Internally, for a chip designer, almost all modern high speed serial busses look way wider than a single byte. And all of its serialness is kept inside the transmitter/serdes/interface blocks without any external exposure.


No. In this context it simply means "network-standard." And the standard has always been big endian for network applications. Not because of any advantage, but simply because that was the standard.


It makes no difference when you look at the hardware, but an interesting side-note is that Ethernet is natively little bit-endian. That is, if you're sending a byte of data the least significant bit is sent first (think of the pulses of laser light going down a cable). In fact this is true for pretty much all physical layer protocols, as it makes computing the CRC vastly easier.

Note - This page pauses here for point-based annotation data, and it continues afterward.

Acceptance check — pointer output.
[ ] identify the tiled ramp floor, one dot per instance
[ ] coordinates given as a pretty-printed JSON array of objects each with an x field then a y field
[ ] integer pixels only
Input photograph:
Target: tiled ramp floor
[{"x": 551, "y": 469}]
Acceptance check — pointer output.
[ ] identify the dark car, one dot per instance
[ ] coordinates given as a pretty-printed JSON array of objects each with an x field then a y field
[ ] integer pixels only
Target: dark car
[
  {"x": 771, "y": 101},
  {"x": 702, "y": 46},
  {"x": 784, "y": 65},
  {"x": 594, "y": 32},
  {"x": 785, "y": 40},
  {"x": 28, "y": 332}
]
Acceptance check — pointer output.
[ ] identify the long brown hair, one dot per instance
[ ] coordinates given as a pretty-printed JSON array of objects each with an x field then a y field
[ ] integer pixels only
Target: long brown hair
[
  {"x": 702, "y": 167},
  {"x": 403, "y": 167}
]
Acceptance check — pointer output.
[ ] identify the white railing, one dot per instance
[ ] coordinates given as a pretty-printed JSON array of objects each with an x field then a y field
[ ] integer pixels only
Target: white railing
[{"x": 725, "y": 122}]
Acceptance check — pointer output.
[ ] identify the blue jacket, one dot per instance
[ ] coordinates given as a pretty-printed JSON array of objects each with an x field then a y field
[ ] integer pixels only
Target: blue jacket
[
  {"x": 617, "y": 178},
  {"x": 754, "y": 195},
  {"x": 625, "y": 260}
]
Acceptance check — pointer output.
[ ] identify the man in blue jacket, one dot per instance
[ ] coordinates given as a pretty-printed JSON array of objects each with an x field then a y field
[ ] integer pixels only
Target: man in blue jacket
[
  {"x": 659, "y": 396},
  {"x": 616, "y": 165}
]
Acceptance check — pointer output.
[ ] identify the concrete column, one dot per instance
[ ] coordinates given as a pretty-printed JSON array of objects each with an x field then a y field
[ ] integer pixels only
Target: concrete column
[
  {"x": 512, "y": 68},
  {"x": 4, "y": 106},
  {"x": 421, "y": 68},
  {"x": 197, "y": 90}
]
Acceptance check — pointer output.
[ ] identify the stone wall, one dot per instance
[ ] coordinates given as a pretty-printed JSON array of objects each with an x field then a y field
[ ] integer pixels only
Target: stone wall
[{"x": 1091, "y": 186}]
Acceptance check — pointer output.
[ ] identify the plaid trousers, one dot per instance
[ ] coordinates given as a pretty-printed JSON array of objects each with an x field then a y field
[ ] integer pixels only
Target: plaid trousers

So if you use big-endian byte orders you're actually sending your bits all jumbled up (bits from the most significant byte first, then the least significant bit from within each byte first).



A recent discussion here on Latacora's "How (not) to sign a JSON object" [0], had me thinking of CBOR. Unlike JSON, MsgPack, protobufs, BSON, or any other commonly used data interchange format that I'm aware of; CBOR has a canonical representation (although, with seeming ambiguity in float representation) [1].

Anyone have any thoughts on using canonical CBOR for object signing? Currently, I'm building a system with a content-addressable data store, and I'm particularly interested in data formats with a canonical form for this use-case.

[0] https://news.ycombinator.com/item?id=20516489

[1] https://tools.ietf.org/html/rfc7049#section-3.9


Generally, there isn't an efficient object model for CBOR (three really troublesome features are the use of arbitrary CBOR structures as map keys, 64 bit unsigned negative numbers, and semantic tagging resulting in data being represented in an alternative form e.g. a BigDecimal type rather than a binary array).

As a result, round-tripping through a CBOR implementation still may result in data structure changes. Depending on the type of change and any exploits in say the hashing algorithm, this could be a security issue.

On the flip side, you can just tag a byte array as CBOR data, and sign it. Unlike JSON, you don't need to perform an encoding/escaping to make one document safe to embed into another document.


You generally don't need canonical representation.


Shameless self-plug: JSON for Modern C++ (https://github.com/nlohmann/json) supports CBOR along MessagePack, UBJSON, and BSON, see https://github.com/nlohmann/json#binary-formats-bson-cbor-me....


I'm curious how this compares to

* Cap'n Proto

* ASN.1

* gzip-compressed JSON

in various ways. (I don't know much about progress in serialization methods.)


I've always enjoyed the bencode[1] and netstring/tnetstring[2] formats too.

[1]: https://en.wikipedia.org/wiki/Bencode

[2]: http://web.archive.org/web/20140701085126/http://tnetstrings...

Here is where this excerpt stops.